|

Games that make spectacles of themselves

So, there’s a genre for which we don’t quite have a consensus name. Games like Devil May Cry, Viewtiful Joe, Bayonetta, Vanquish, etc. were dubbed “spectacle fighters” by Yahtzee in 2009 and this seems to be the most popular name, though I’ve also seen them referred to as “character action” or “stylish action” games.

I’m mostly okay with “spectacle fighter”. After all, these are games where you fight a lot of enemies but there’s a mechanical emphasis on the spectacle you create by doing so with uninterrupted combos and varied moves, tracked by some combination of style meters, high scores, and grading systems. The problem is that a fighting game is something else - a game like Street Fighter or Mortal Kombat. The name we have for games where you fight a lot of relatively weak enemies is a “brawler” or a “beat ‘em up”. So really the Devil May Cry genre should be called “spectacle brawler” instead of “spectacle fighter”. It’s a subgenre of brawler in which spectacle is emphasized. The name fits (and conveys more information than “character action” or “stylish action”). Take out the spectacle scoring system and you’re left with a brawler.
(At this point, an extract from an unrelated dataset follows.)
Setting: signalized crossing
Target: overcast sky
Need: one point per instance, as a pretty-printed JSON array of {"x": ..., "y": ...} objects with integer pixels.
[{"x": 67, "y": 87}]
By analogy, we can imagine spectacle-focused subgenres to other game genres. And in fact, I think a lot of extreme sports games qualify as “spectacle platformers.” Think of Tony Hawk’s Pro Skater or SSX - these are games about navigating a platformer-like playground, but your goal isn’t just traversal. It’s getting long varied combos along the way. These combos are of tricks rather than attacks, but it’s still the case that if you took out the spectacle scoring system you’d be left with a platformer.

And in practice, it turns out I dislike spectacle platformers in roughly the same way I dislike spectacle brawlers. I understand the appeal of spectacle as a way to raise the skill ceiling (once you finish the level, you still have the goal of doing so with a better score/grade) but I like my challenges, successes, and failures to be inherent to the game’s world rather than imposed by an external scoring system. If I meet a hard challenge and find a way to deal with it, but have used a lot of health or ammo or time because I made mistakes, I’m still satisfied that I rose to the challenge and it’s up to me whether to try to do it better - which would mean doing it faster and more efficiently with fewer mistakes. If instead I deal with a hard challenge and then get told I only earned a D because I didn’t do it in the way the developer decided was stylish, that feels like an arbitrary constraint on my experience and makes the game less fun.